# Def Tech Bipolar....



## eurovw89 (Feb 25, 2010)

Is anyone using these???

I currently have a 7.1 setup with yamaha ns-333 as my side and rear surrounds. BB near me has the Def Tech Bipolar speakers on sale for $195 a piece, and have heard nothing but good things about bipolar speakers. I was wondering if buying the Def Techs and using them as my side surrounds would wpuld make since.

Thanks
Jeff


----------



## eurovw89 (Feb 25, 2010)

One thing I did notice is my yamaha speakers o are 6ohms and the Def Techs are 8ohms.....would this cause an issue


----------



## nova (Apr 30, 2006)

I have hybrid bi-pole/di-pole speakers in my system and like them very much but they are not Def Tech. I really like bi/di side surround speakers in a home theater system so I'd say go for it. Would not worry about the Ohm ratings.


----------



## eurovw89 (Feb 25, 2010)

nova said:


> I have hybrid bi-pole/di-pole speakers in my system and like them very much but they are not Def Tech. I really like bi/di side surround speakers in a home theater system so I'd say go for it. Would not worry about the Ohm ratings.

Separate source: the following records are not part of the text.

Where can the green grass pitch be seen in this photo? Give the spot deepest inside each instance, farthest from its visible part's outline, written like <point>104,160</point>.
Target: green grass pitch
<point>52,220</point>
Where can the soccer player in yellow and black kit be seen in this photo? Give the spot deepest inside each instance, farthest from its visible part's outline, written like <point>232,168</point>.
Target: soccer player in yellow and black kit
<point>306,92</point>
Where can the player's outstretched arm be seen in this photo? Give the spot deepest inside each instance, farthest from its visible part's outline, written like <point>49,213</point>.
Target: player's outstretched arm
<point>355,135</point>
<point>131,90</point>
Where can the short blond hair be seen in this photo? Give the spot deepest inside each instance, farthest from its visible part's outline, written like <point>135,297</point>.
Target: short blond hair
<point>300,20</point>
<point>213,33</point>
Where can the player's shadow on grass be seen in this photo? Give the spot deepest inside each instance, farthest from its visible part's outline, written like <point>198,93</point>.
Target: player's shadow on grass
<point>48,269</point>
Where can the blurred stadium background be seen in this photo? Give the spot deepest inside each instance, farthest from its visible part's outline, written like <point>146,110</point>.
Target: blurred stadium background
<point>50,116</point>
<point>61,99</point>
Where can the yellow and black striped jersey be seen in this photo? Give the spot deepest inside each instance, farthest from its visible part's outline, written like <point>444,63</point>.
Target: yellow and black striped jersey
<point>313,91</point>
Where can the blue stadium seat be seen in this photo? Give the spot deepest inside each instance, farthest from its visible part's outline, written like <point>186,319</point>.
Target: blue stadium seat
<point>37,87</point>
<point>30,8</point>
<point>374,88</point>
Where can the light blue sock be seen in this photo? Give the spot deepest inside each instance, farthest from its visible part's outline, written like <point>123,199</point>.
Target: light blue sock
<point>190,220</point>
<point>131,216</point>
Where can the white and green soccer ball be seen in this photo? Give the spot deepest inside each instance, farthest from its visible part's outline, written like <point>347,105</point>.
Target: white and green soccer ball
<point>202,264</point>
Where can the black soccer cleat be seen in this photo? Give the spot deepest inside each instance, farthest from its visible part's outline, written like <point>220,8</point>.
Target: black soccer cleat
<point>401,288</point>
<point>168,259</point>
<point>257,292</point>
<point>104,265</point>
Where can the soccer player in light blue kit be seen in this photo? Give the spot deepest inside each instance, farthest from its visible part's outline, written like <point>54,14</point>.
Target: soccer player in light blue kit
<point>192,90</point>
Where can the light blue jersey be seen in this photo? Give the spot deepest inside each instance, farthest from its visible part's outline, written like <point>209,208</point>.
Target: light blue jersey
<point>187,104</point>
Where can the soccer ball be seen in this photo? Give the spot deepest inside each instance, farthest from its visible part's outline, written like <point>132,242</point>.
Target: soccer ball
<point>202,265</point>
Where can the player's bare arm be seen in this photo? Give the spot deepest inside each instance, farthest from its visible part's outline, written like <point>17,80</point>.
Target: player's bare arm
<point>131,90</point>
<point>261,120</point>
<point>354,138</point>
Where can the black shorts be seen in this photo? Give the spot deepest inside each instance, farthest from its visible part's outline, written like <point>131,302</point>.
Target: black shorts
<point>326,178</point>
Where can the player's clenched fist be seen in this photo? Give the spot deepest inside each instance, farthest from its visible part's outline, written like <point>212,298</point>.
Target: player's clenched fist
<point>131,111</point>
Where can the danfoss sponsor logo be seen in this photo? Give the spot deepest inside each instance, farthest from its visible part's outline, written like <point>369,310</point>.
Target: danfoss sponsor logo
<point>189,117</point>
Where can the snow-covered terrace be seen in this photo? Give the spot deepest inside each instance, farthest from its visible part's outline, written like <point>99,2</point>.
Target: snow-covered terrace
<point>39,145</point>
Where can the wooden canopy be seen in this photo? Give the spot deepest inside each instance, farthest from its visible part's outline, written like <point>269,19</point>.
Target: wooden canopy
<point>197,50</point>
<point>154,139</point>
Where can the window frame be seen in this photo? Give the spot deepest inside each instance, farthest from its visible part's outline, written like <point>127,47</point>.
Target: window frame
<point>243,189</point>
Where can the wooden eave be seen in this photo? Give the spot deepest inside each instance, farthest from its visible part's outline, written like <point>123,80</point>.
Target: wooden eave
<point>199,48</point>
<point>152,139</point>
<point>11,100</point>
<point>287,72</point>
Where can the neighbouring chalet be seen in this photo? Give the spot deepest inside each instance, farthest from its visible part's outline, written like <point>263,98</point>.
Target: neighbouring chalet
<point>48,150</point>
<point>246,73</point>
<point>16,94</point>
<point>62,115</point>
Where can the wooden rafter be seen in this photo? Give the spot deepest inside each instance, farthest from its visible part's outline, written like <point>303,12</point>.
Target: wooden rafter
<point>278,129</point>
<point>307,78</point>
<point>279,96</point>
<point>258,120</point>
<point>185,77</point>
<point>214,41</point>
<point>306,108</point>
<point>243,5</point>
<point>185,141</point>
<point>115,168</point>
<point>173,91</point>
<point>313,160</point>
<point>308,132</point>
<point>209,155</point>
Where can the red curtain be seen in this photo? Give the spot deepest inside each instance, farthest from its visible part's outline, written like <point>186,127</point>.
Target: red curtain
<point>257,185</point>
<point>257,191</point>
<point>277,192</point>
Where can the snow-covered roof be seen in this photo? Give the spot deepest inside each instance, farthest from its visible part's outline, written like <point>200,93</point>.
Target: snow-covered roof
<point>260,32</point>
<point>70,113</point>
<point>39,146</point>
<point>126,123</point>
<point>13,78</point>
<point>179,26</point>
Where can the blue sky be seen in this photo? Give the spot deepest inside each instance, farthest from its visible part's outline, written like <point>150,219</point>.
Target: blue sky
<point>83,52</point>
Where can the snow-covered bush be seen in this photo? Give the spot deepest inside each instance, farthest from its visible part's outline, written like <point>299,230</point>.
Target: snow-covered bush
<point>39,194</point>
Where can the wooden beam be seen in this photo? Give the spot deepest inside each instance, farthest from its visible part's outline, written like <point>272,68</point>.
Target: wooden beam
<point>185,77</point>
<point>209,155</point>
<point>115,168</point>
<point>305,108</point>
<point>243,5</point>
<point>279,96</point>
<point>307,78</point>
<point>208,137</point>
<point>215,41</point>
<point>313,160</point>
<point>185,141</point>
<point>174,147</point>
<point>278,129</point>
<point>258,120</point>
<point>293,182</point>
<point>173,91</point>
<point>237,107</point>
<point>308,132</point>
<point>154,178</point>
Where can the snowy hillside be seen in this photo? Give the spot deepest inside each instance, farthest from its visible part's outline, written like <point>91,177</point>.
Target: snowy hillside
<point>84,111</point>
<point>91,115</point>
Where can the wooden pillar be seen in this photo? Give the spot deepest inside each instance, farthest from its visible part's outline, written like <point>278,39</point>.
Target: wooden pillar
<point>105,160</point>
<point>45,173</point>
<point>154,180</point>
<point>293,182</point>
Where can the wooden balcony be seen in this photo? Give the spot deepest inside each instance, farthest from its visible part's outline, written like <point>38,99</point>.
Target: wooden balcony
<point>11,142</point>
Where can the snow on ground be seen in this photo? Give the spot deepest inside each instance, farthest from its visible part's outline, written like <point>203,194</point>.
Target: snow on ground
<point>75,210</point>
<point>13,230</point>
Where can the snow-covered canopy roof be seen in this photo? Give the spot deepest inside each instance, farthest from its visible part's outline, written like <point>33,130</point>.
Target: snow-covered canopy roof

7.1 or 5.1? and are you using them as sides, rears or both?


----------



## nova (Apr 30, 2006)

I have a 5.1 but my surrounds are mounted directly to the side of seating position, about 3 ft above ear level, so I sit in the null.


----------



## RatTerrier (Jun 26, 2013)

I have all the Def Tech BP8080ST speakers in my living room. They're really nice! Crisp clear sounds everywhere. Sounds like the price is right on them, I dont think you'll be disappointed in getting them.


----------



## bamabum (Dec 7, 2012)

I use them in my theater and the sound is great.


----------